區區三郡之地,連老江前世的一個省的面積都不如。
在這樣的小國家里搞政變,對于洪宰相這樣浸潤官場幾十年的老油條來說,再簡單不過了。
他之前就早早布局。
鳳陽郡的洪森洪太守把這個邊境郡城打造的如鐵桶一般,已是控制住國中三分之一的領地。
毗鄰鹽池郡的淮安府知府,也是老熟人孫秀庭孫大人,在接到密令一瞬,立刻帶著自家侍衛私兵,沖進鹽池郡。
借著面見太守的機會,一舉控制住鹽池郡大局。
和你們這些尸位素餐的蟲豸們在一起,怎么能搞好國家政治呢!
為了自己的前程亨通,為了國家興亡,為了尋得明君,頗有一股書生骨氣的孫大人,毅然決然的又一次賭上了自己的身家性命。
而且很神奇的又一次賭贏了。
總之,在洪宰相的最后一謀中,施睿的兩個競爭對手都被干廢了,留給鳳鳴國大小官員的選擇只剩一個。
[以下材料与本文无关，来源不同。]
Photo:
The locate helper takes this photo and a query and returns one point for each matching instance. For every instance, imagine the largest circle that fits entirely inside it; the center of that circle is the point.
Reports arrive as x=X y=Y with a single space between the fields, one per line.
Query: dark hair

只要不想投敵叛變,那么就算是投票,施睿登基為王的得票率,也絕對是百分之百。
不過,留給三王子的時間不多。
鳳鳴國此時堪稱內憂外患。
他舅舅把弒殺太子和二王子的罪責攬在自己身上,服毒自殺,逼迫施睿做選擇的同時,不給侄子留下污點。
但洪韜是宰相,總攬這小國一切政務。
他這突然離去,一下子就讓國朝沒了主心骨。
而外患是說,數千里外的大國武陵國已從靠近鳳鳴國的一處附庸國出兵,敵人數量近兩萬,估計再有兩天,就會到達鳳鳴國邊陲。
這伙敵軍是太子勾引來的。
本是想借著“外部勢力”干預,自己里應外合的登基,然后順勢把鳳鳴國變成武陵國的附庸國,安享“太平”。
但現在太子掛了。
那伙敵軍沒了內部接應,估計就要發展成真刀真槍的入侵。
鳳鳴國有正在編練的新軍,但這小國民寡兵少,舉全國之力,也湊不出一支與敵軍規模相當的軍隊。
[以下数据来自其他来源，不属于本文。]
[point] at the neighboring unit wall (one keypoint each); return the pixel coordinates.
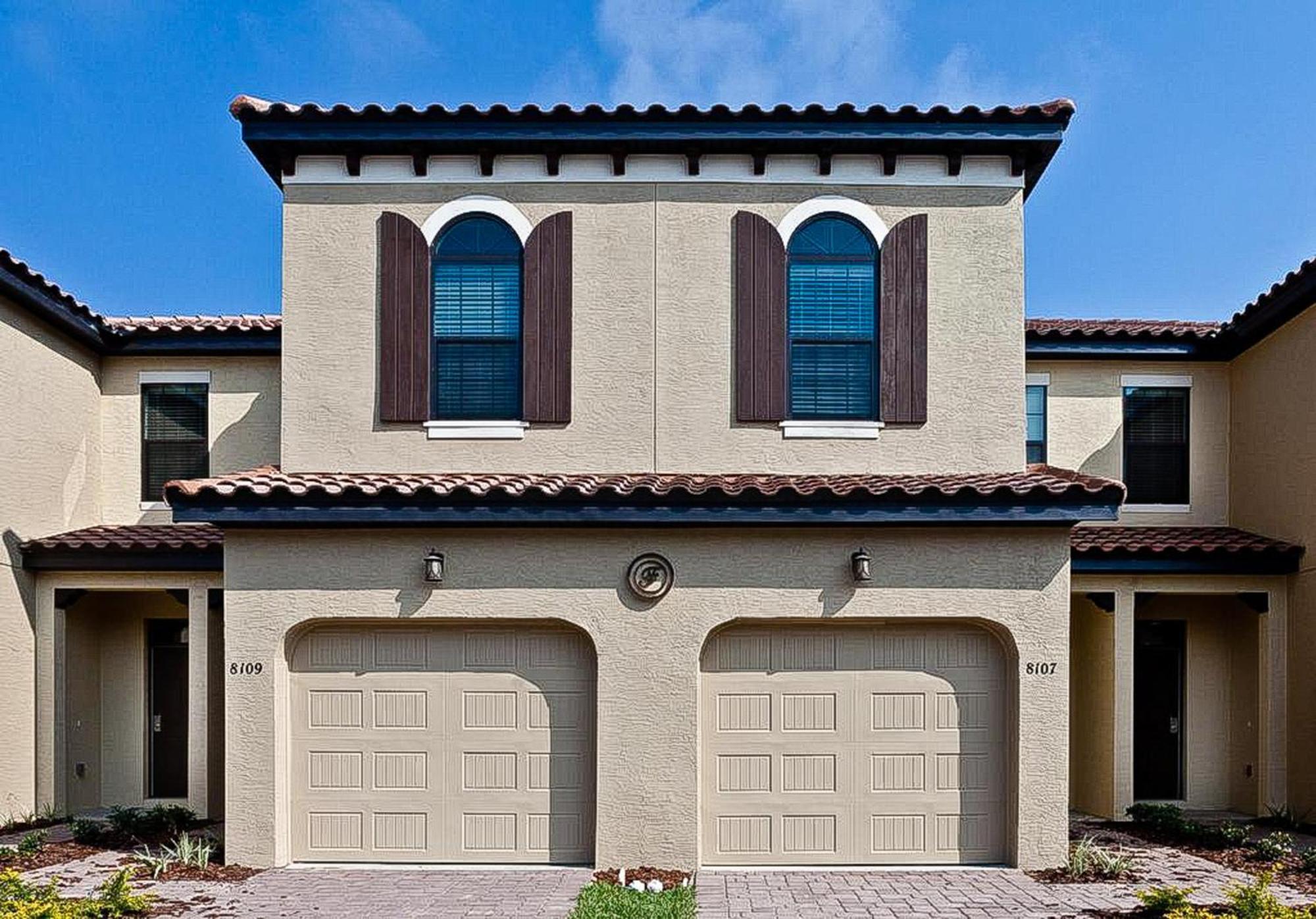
(1085, 429)
(1273, 492)
(244, 423)
(652, 334)
(648, 655)
(1092, 709)
(49, 483)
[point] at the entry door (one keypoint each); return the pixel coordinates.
(1159, 710)
(166, 708)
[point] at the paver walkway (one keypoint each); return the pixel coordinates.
(760, 895)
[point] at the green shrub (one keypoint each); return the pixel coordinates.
(1275, 847)
(32, 843)
(1160, 901)
(1089, 859)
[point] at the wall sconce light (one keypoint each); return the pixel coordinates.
(861, 565)
(435, 567)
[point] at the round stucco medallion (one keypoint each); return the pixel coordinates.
(651, 576)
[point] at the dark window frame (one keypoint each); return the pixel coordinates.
(438, 342)
(145, 389)
(1043, 443)
(1182, 497)
(874, 340)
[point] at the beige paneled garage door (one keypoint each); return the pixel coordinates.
(843, 745)
(443, 743)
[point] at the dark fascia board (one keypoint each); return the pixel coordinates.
(1197, 564)
(82, 330)
(123, 560)
(1118, 350)
(278, 143)
(645, 515)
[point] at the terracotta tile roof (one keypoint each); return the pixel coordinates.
(1121, 328)
(134, 538)
(236, 323)
(1177, 542)
(253, 107)
(270, 483)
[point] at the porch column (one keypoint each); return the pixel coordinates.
(1126, 602)
(198, 714)
(1273, 670)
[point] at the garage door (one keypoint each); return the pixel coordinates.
(443, 745)
(880, 745)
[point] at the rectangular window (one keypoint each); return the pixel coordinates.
(176, 435)
(1156, 444)
(1035, 410)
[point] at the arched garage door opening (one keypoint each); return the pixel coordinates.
(861, 745)
(443, 743)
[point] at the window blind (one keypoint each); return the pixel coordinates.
(1035, 410)
(174, 435)
(477, 322)
(1156, 446)
(831, 322)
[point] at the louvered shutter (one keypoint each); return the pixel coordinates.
(760, 319)
(403, 321)
(547, 322)
(903, 319)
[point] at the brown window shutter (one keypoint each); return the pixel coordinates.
(547, 322)
(760, 319)
(405, 332)
(903, 319)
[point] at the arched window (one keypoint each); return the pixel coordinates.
(477, 321)
(831, 319)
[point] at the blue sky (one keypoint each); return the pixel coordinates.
(1184, 189)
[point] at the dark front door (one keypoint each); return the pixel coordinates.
(166, 708)
(1159, 654)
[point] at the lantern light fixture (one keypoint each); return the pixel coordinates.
(861, 565)
(435, 567)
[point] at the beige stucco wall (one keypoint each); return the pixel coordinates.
(244, 423)
(107, 717)
(1092, 709)
(648, 731)
(1085, 429)
(49, 483)
(1222, 714)
(1273, 492)
(652, 325)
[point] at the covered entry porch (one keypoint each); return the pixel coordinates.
(1178, 670)
(130, 681)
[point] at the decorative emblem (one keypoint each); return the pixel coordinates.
(651, 577)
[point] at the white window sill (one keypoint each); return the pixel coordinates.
(831, 430)
(476, 430)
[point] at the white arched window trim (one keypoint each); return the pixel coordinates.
(497, 207)
(860, 211)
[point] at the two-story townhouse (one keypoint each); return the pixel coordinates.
(645, 485)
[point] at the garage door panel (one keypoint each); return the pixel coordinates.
(449, 745)
(855, 746)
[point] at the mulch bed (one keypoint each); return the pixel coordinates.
(1290, 872)
(51, 854)
(671, 878)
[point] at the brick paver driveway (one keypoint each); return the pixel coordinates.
(760, 895)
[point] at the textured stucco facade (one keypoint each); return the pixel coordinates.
(51, 483)
(648, 656)
(652, 334)
(1273, 471)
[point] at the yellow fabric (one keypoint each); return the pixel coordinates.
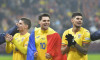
(41, 42)
(81, 36)
(19, 46)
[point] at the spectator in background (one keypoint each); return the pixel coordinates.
(18, 44)
(75, 41)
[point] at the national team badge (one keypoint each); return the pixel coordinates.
(79, 35)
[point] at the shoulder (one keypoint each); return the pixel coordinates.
(85, 30)
(68, 30)
(51, 30)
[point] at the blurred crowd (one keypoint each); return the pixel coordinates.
(60, 11)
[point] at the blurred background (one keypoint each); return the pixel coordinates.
(60, 11)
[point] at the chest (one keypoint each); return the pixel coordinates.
(78, 38)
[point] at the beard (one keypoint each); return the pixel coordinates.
(77, 26)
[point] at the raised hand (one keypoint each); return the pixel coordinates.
(70, 40)
(8, 38)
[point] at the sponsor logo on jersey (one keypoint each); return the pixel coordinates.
(79, 35)
(87, 38)
(37, 36)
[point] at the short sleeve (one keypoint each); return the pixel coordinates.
(86, 37)
(64, 41)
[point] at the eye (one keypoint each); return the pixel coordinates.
(77, 18)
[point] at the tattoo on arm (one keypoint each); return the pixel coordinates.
(65, 49)
(82, 49)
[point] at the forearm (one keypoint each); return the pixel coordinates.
(2, 38)
(20, 48)
(8, 47)
(95, 35)
(81, 49)
(65, 49)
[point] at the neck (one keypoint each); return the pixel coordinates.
(23, 32)
(75, 29)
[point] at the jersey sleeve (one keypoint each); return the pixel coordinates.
(26, 42)
(64, 41)
(86, 38)
(9, 47)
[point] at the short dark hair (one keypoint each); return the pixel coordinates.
(27, 21)
(43, 15)
(76, 14)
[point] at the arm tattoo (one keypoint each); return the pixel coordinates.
(82, 49)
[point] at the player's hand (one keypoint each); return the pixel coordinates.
(48, 56)
(8, 38)
(36, 54)
(69, 39)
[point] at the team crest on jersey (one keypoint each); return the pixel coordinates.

施睿成為鳳鳴國監國太子的過程很順利,但他接手的確確實實是個很糟的局面。
而且這一次,施睿也沒辦法學他老爹那樣,火速迎娶一個仙家后裔,用下半身去拯救國家,因為武陵國背后,也是有大宗門支持的。
“這一仗,你們躲不過去的。”
墨霜山后山,思過崖上。
看著穿著一身華貴的監國紅袍,又專門整理了面容,還帶上了騷氣的通天冠,打扮的和凡塵貴人一樣的施睿,坐在石頭上的老江上下打量著他,抽著煙,語氣悠然的說:
“要么把武陵國的僧兵們干翻,要么就是整個鳳鳴國百姓歸入佛門,沒有第三條里可以走。
但問題是,你這個國主名義上是墨家人,你若是皈依了佛教,那就是把咱們墨霜山的臉,被那些光頭們踩在腳下瘋狂摩擦。
你舅舅估計也是看到了這一點,才用那等計謀,迫使你監國登位,想把墨霜山也拉入那局勢之中。
和武陵國背后的轉輪宗打擂臺,以此來保全國朝存在。
但你舅舅算錯了一點。”
江老板彈了彈手中煙灰,對一臉生無可戀,似乎接受了現實的施睿說:
“我墨霜山現在全力籌備來年往西海尋祖的大事,這也就剩下不到四個月了,以掌門那個牽掛過去的性子,他是不可能將太多資源投入這種對抗的事情上的。
所以壞消息是,你和你的國家,得靠自己了。
但好消息是,你還有個好老板,好師弟。”
江夏哈哈一笑,隨手將煙頭一彈,手指向后輕點,通往廢土的世界通道,就如水波一樣,在施睿眼前綻放開。
“去吧,茉莉在那邊等你呢。”
老江對施睿說:
“她現在是墨霜山外門大師姐,也是代表墨霜山的意見,而且她又出身廢土,和黑手會關系密切,好歹要叫羅格一聲‘羅叔’。
有份香火情在那里。
有她在,你和黑狐貍的談判過程會順利很多。
但施睿啊,我提前說好。”
江老板站起身,伸手幫施睿整了整身上代表王室威嚴的裝飾物。
他認真的說:
“這是咱們世界樹財團的內部事務,是兩個勢力之間的接觸,作為首領的我,必須不偏不倚,不能寒了下屬的心。
因此這次能拉來多少援軍,都看你的表現。
不過嘛,其實談砸了也沒事。”
老江笑了笑,在施睿肩膀上拍了拍,說:
“有老四給你保底呢。
昆侖坊的私兵雖然人數不多,但裝備精良。遠征他國或許有點困難,但保全國土,擊退來犯之敵,問題是一點都不大。
所以,放心大膽的去談。
羅格那人很難纏,他可能會耍手段,你自己多注意點。”
“嗯。”
施睿深吸了一口氣。
他看著眼前的世界通道,心中感嘆世事無常,本來之前宗門小比之后,老江就對他許諾,說是要開放自家秘密給他。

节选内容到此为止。